On peut aussi créer son blog juste pour le plaisir, plaisir de partager avec des copains virtuels ses coups de cœur et ses coups de gueule, plaisir de rassembler autour de soi une e-communauté qui se reconnaît dans des valeurs communes. Citons à ce titre le blog satirique « Radio zonzon », très au fait de l’actualité du livre, et qui adopte un angle décalé, décapant et mordant. Il est au livre ce que Le Canard enchaîné est à la politique. Ou le blog de William Irigoyen hébergé sur Arte et qui se nomme « Le poing et la plume ». Autre acteur majeur de la blogosphère, l’écrivain François Bon qui, après avoir créé le formidable site remue.net consacré à la littérature qui bouge et aux ateliers d’écriture, a lancé son blog « Le Tiers livre ». Ce blog est le lieu de débats et d’échanges intenses et passionnés sur des thèmes en pointe tels que « Le slam comme littérature à part » ou « Internet comme littérature ». Un mot également de Poezibao qui se veut « journal permanent de la poésie ». 
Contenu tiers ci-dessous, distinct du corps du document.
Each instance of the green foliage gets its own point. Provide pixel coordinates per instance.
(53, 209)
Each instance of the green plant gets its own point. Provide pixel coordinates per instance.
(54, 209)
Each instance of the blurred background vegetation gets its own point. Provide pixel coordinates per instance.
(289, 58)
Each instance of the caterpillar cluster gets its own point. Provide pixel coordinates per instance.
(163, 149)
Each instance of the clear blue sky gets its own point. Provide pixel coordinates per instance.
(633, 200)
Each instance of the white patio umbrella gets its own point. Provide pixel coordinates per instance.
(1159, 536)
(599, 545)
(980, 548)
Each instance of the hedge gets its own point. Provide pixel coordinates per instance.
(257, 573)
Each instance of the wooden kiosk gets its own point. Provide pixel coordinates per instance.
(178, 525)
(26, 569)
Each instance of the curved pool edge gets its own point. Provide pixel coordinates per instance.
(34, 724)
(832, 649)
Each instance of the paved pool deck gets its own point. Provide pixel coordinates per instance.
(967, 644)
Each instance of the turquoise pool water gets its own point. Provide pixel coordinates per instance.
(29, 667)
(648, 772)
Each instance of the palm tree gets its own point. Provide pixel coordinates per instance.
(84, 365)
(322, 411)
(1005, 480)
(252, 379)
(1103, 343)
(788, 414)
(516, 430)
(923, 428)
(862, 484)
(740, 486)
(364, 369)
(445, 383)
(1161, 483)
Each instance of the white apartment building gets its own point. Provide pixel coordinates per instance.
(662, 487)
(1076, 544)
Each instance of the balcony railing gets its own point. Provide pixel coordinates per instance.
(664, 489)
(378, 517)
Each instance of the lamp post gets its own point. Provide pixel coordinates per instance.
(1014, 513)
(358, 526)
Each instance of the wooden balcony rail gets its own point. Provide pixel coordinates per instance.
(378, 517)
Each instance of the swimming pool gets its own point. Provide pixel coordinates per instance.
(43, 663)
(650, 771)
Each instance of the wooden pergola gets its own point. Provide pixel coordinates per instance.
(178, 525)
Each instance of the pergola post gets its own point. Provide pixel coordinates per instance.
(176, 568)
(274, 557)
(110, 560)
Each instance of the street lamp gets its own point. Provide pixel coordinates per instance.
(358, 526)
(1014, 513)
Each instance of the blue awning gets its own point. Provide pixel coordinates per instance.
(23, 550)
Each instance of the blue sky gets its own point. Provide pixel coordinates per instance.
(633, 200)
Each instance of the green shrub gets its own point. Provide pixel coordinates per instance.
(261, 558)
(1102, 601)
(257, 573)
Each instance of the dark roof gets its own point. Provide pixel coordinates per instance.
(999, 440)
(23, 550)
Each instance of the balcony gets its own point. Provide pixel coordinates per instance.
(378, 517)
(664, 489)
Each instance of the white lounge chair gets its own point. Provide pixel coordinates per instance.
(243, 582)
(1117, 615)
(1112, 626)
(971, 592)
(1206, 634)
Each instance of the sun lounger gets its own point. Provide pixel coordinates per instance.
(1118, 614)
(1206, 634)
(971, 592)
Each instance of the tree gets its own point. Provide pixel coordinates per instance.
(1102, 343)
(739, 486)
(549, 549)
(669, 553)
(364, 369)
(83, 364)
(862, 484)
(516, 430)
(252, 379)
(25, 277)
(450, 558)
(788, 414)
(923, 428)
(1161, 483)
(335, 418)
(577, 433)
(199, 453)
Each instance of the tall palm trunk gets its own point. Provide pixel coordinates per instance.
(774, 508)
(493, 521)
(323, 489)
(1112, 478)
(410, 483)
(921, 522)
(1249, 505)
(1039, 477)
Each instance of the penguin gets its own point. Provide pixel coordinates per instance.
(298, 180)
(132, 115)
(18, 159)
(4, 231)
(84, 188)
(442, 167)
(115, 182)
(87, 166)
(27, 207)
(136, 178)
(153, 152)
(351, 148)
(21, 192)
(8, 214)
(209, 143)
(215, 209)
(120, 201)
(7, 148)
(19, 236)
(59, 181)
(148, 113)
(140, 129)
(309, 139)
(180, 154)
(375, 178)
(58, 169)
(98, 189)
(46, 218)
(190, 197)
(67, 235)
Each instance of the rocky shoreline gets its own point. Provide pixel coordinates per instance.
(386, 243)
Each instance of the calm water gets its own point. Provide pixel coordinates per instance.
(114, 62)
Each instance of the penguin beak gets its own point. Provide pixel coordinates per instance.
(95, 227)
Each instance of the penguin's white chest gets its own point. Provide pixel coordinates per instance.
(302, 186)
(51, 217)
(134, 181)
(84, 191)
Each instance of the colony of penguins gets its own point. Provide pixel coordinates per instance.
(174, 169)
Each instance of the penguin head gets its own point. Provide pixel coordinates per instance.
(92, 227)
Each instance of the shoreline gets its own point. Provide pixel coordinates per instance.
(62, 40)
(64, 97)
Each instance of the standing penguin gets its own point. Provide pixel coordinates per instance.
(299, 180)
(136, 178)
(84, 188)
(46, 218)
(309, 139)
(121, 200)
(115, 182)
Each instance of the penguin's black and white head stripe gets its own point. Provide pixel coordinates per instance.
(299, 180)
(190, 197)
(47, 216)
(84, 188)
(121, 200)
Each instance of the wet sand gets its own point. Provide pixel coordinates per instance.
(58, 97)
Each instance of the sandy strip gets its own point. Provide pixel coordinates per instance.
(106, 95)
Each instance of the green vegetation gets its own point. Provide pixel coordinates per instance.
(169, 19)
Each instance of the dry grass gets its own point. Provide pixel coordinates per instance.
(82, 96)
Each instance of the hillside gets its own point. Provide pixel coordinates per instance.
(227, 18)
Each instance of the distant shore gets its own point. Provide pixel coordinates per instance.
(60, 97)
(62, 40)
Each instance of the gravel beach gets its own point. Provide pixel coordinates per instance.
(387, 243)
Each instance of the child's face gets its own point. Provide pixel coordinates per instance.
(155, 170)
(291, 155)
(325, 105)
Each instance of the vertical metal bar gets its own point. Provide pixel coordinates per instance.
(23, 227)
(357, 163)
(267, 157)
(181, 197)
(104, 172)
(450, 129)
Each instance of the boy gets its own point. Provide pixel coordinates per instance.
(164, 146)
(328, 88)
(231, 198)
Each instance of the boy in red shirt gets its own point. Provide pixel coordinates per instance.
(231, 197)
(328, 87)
L’expansion du phénomène au Liban

Au Liban aussi, les blogs se répandent et accompagnent l’effervescence créative de la scène culturelle. Il est difficile de savoir avec exactitude quand le phénomène a commencé ; toujours est-il que la guerre de Juillet 2006 a vu l’éclosion d’un nombre important de blogs à l’initiative d’artistes confirmés ou débutants, qui se sont lancés dans l’aventure avec passion et souvent beaucoup d’inventivité. On citera par exemple le blog de Laure Ghorayeb et celui de Mazen Kerbaj, qui ont accompagné leurs œuvres picturales et leurs dessins de textes et de poèmes. Kerbaj a même mis en ligne une improvisation à la trompette, enregistrée sur son balcon avec comme fond sonore les bombardements israéliens. Citons également « Blogging Beirut » ou le blog de Valérie Cachard, « né de l’impuissance » dit-elle, « un blog qui me ressemble, incohérent et interrogateur, drôle et larmoyant ». Nombre de ces blogs se sont interrompus avec la fin de la guerre, ou un peu plus tard. Ce n’est pas le cas de Ritta Baddoura dont le blog « Ritta parmi les bombes » a été propulsé sur le devant de la scène en juillet 2006 avec jusqu’à 600 visites quotidiennes, mais qu’elle a maintenu, développé et enrichi en permanence par des textes et des vidéos de ses performances.

On peut même suggérer que dans son cas, l’écriture et les contraintes particulières de ce média ont enrichi sa palette expressive et transformé ses façons de faire durablement. Plus classiques, les « Chroniques beyrouthines » de Nathalie Bontems et David Hury racontent la vision de la vie beyrouthine de deux expatriés, et ont donné naissance à un livre qui vient de paraître, Jours tranquilles à Beyrouth.

On le voit, le paradoxe de cette nouvelle forme d’expression réside finalement dans sa formidable plasticité, dans sa capacité à réconcilier les formes littéraires les plus traditionnelles, celles du journal intime, du feuilleton ou l’art de la conversation, avec les registres les plus en pointe de la modernité.